Compaction is creating drought conditions in New Zealand where there should be nine, she says.

“We're creating soils that within two weeks you're in a drought, because they really only absorbing potentially 10 percent of the water that they could and then most of that water is then rushing off into our waterways.

“Soils should function like a sponge. And there's actually been some great research in New Zealand comparing regenerative to conventional, in terms those soils are just made up basically of air spaces, they have so much ability to hold on to water and then slowly release it through the system.”

New Zealand is also a heavy user of fertilisers, she says.

“We are the third highest user per hectare of fertiliser in the world.”

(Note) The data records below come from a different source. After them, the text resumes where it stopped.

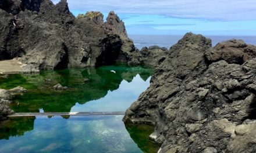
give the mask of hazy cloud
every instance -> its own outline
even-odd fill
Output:
[[[58,0],[53,0],[56,3]],[[70,10],[152,14],[214,20],[256,19],[255,0],[67,0]]]

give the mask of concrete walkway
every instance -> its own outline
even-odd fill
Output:
[[[120,115],[125,112],[21,112],[15,113],[8,117],[24,117],[40,116],[95,116],[95,115]]]

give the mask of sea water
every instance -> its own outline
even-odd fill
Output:
[[[152,45],[158,45],[169,49],[183,37],[183,35],[129,35],[129,37],[133,40],[135,46],[139,49],[144,46],[149,47]],[[256,45],[256,36],[206,35],[205,37],[212,40],[213,46],[219,42],[232,39],[242,39],[247,43]]]
[[[150,85],[153,70],[125,65],[44,71],[0,78],[0,88],[26,88],[16,112],[125,111]],[[68,87],[56,90],[61,83]],[[156,152],[154,127],[125,125],[123,115],[11,118],[0,122],[0,152]]]

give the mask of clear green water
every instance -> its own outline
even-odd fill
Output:
[[[0,88],[28,89],[14,97],[17,112],[123,111],[149,86],[152,72],[124,65],[45,71],[0,78]],[[58,83],[69,89],[53,89]],[[148,140],[153,128],[125,126],[123,117],[10,118],[0,122],[0,152],[157,152],[159,147]]]
[[[0,152],[157,152],[158,147],[148,140],[152,128],[133,126],[129,134],[131,129],[126,130],[123,116],[6,121],[1,123],[0,138],[8,140],[0,140]],[[139,136],[134,136],[134,132]]]
[[[145,90],[152,72],[152,69],[123,65],[45,71],[0,78],[0,88],[19,85],[28,89],[14,99],[12,108],[16,112],[122,111]],[[58,83],[69,89],[53,89]]]

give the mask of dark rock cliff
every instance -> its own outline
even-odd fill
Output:
[[[0,32],[0,60],[22,57],[30,68],[143,63],[113,12],[105,23],[98,12],[75,17],[66,0],[1,0]]]
[[[188,33],[171,47],[126,122],[155,125],[159,152],[255,152],[256,46]]]

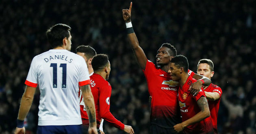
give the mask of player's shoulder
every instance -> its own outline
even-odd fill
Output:
[[[210,84],[210,86],[212,88],[217,89],[221,89],[221,89],[220,88],[220,87],[218,86],[217,85],[216,85],[216,84],[213,84],[213,83],[212,83]]]
[[[102,81],[102,85],[104,86],[111,86],[110,83],[109,83],[109,82],[106,80],[104,80]]]
[[[148,65],[155,65],[155,64],[154,64],[152,61],[149,60],[147,60],[148,61],[147,61],[147,63],[148,63]]]
[[[192,83],[195,82],[197,81],[193,77],[192,77],[191,76],[189,76],[189,78],[188,78],[188,81],[190,81]]]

Some farmers are alarmed at caps on nitrogen use, she says.

“That fear of we're going to put a nitrogen cap on at 150 units - there’s dairy farmers around New Zealand that are using less than 10 units that are profitable, and that are really high output operations.”

Regenerative farming boosts the bottom line, Maters says.

“I think we need to start framing our success differently. Production isn't a frame of success, profitability is and so that's the angle that we're working on in terms of what is your profitability, actually, how many calories are you producing per hectare.

“They did some studies here in the States and found that the regenerative was 78 percent more profitable and produced significantly more calories per hectare than the conventional.”

Masters is currently living in Montana doing consultancy work and she is a speaker at the Boma NZ Agri Summit.